This updates the libsecp256k1 subtree to upstream master, and switches ECDSA validation to it.
Practical upshot:
- Signature validation is anywhere between 2.5 and 5.5 times faster.
- Consensus code no longer depends on OpenSSL or its signature parser.
- Removes linking with OpenSSL from libconsensus.
Libsecp256k1 itself has not had a stable release, but we’re very close to that. This PR is effectively a preview, with the intention of switching to the released version before the Bitcoin Core 0.12 release.

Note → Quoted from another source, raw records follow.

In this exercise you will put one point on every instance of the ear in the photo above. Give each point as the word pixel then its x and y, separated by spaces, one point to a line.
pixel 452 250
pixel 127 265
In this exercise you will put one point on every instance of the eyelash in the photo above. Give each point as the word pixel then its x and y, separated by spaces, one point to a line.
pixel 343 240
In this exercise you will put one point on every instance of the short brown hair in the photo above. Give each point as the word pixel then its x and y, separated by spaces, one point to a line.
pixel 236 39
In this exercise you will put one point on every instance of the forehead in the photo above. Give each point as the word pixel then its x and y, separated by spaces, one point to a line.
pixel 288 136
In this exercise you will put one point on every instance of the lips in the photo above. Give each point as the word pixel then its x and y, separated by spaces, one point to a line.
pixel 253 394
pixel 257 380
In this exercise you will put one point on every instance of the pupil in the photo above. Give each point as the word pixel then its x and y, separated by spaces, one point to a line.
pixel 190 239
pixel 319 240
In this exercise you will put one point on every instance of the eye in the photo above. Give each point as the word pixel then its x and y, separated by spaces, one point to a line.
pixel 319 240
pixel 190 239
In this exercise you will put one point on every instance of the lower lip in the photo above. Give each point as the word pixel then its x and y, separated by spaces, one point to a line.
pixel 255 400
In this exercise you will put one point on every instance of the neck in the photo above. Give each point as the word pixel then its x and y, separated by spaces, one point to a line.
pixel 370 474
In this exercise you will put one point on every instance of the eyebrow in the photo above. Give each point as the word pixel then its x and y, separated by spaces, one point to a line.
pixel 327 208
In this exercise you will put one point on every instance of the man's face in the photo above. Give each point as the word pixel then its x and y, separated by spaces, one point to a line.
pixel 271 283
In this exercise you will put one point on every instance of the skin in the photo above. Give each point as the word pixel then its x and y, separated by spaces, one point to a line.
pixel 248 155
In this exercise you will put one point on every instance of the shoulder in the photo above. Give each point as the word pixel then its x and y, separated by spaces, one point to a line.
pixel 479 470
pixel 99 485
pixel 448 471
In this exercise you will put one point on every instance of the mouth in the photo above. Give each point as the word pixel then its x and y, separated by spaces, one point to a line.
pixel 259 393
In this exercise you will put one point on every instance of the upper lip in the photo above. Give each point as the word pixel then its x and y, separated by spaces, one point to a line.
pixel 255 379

The past months libsecp256k1 has undergone very extensive testing and validation, though some of that work is still under review. This includes:
- Very high branch coverage (which required generating a trillion random test vectors and strip them down to the 32 which collectively give the highest coverage for the scalar arithmetic code)
- Formal proofs for the group laws using SAGE, and human-verifiable proof annotations for the field arithmetic logic.
- Test code that generates random valid DER signatures, fuzzes them, and compares the result of parsing them internally and using OpenSSL - which turned up a set of (to me) previously unknown behaviour in OpenSSL’s parser.
- The ability to compile in a test mode which switches to a slightly different curve (one constant change), resulting in a group of only 139 points instead of around 2256, allowing exhaustive testing of nearly all code.
The above things are planned to be finished before final release, as well as some API changes - though probably none that affect Bitcoin’s usage.
Thanks to everyone who contributed so far (including but not limited to @gmaxwell, @apoelstra, @peterdettman, @theuni, @luke-jr, …).